Pour autant, ces travaux ne se prononcent pas sur un lien de causalité. En effet, les scientifiques ne sont pas en mesure d’affirmer que le traitement ovarien, qui stimule la production d’estradiol et de progestérone, engendre ce sur-risque – mais ils ne l’excluent pas non plus. Le doute est d’autant plus fort que les femmes peuvent développer des pathologies sous-jacentes liées à leur infertilité.

« Le problème de ces études, c’est qu’elles ne précisent pas le nombre de traitements reçus par la patiente, le type, la dose…, explique le Dr François Olivennes, gynécologue-obstétricien au sein du centre parisien de FIV Eylau La Muette.

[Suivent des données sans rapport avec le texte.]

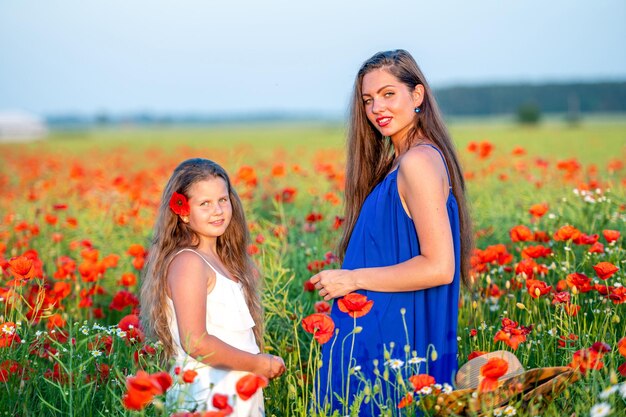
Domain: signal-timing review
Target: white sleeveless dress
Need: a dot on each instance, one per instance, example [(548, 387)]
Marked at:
[(227, 318)]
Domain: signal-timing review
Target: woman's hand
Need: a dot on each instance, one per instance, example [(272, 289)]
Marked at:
[(270, 366), (334, 283)]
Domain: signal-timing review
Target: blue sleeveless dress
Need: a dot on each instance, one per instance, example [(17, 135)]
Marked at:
[(384, 235)]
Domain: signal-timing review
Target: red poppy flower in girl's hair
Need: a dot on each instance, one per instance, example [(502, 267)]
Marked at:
[(320, 326), (179, 204), (605, 270), (248, 385), (491, 371), (356, 305)]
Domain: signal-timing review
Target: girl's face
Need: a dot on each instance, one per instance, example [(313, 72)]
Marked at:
[(389, 104), (210, 208)]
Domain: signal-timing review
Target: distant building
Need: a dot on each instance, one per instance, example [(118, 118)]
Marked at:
[(20, 126)]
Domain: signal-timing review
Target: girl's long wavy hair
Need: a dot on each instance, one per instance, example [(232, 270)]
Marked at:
[(370, 155), (171, 234)]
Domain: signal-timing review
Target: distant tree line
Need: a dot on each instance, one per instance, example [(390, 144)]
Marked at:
[(572, 99)]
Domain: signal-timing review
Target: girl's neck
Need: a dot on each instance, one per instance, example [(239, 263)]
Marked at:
[(401, 146), (208, 246)]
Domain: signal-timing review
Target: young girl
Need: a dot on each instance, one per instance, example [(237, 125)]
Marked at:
[(199, 294)]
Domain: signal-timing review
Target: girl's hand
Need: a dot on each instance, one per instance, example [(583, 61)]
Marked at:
[(270, 366), (334, 283)]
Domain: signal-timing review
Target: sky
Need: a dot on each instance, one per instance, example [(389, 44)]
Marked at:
[(240, 57)]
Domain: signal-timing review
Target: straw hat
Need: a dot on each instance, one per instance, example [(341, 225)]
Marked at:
[(536, 386)]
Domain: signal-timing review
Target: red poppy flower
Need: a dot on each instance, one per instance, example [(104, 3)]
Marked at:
[(422, 380), (356, 305), (535, 252), (246, 175), (322, 307), (128, 279), (611, 235), (571, 309), (220, 401), (580, 281), (491, 371), (137, 250), (321, 326), (308, 286), (537, 288), (567, 233), (189, 375), (596, 248), (406, 400), (179, 204), (142, 388), (21, 268), (249, 384), (584, 239), (288, 195), (538, 210), (561, 297), (8, 334), (621, 346), (586, 359), (605, 270), (521, 233), (475, 354)]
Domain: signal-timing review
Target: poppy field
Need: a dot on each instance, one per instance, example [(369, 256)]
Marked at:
[(76, 212)]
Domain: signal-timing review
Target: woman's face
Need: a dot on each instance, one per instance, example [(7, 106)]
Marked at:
[(389, 104)]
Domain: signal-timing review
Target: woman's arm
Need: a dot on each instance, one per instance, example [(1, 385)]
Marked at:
[(188, 279), (423, 186)]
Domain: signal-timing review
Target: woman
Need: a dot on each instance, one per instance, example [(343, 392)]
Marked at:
[(407, 236)]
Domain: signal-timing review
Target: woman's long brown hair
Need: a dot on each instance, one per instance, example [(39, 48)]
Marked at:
[(370, 155), (171, 234)]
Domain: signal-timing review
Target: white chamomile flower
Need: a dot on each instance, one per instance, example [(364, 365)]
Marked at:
[(600, 410), (394, 363)]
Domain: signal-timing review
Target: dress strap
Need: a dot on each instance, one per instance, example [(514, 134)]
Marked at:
[(200, 255), (442, 157)]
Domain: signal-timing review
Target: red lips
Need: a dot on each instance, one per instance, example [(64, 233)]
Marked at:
[(383, 121)]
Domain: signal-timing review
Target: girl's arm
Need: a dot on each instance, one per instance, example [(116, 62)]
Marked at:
[(423, 185), (189, 278)]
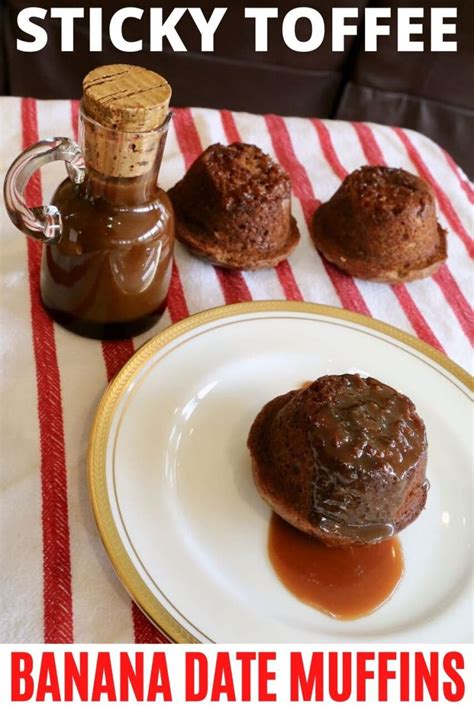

On ne peut pas comparer des patientes traitées à fortes doses et de nombreuses fois, avec des patientes qui ont une prise en charge raisonnable ».

Ecoutez...
Dr François Olivennes, gynécologue-obstétricien : « Cette question, c’est le serpent de mer de la FIV. Aujourd’hui, aucune étude ne peut conclure indiscutablement à un risque lié aux traitements ovariens.»

Limite raisonnable

Sauf que cette prise en charge peut varier selon les pratiques professionnelles du médecin et la volonté du couple. Actuellement, l’Assurance Maladie rembourse à 100 % quatre tentatives de FIV, et quatre autres, si les premières ont abouti à un accouchement. « En fait, on ne sait pas quelle est la limite raisonnable, poursuit François Olivennes, On estime que huit cycles de traitement, c’est déjà beaucoup, notamment si la stimulation est forte. Mais en réalité, cela ne repose sur rien de scientifique ».

D’ailleurs, dans les faits, de nombreuses femmes ont recours à davantage de stimulations ovariennes que ce qui semble recommandé – et de nombreux centres le leur proposent. « J’ai lu certains papiers où les médecins expliquaient être allés jusqu’à 28 stimulations pour avoir un bébé !, souligne Samir Hamadah, chef de service du département de biologie de la reproduction au CHU de Montpellier. Il faut savoir dire stop. Parfois, lorsque les couples sont pris dans le circuit, ils ne savent plus s’arrêter. »

Les auteurs de ces travaux préconisent un dépistage systématique des risques de cancers ovariens avant d'entreprendre une FIV, ainsi qu'un suivi spécifique après le traitement. De fait, le cancer des ovaires est l'un des plus meurtriers en raison d'un diagnostic très tardif. Dans le doute, cette population de femmes pourrait faire l'objet d'une surveillance particulière.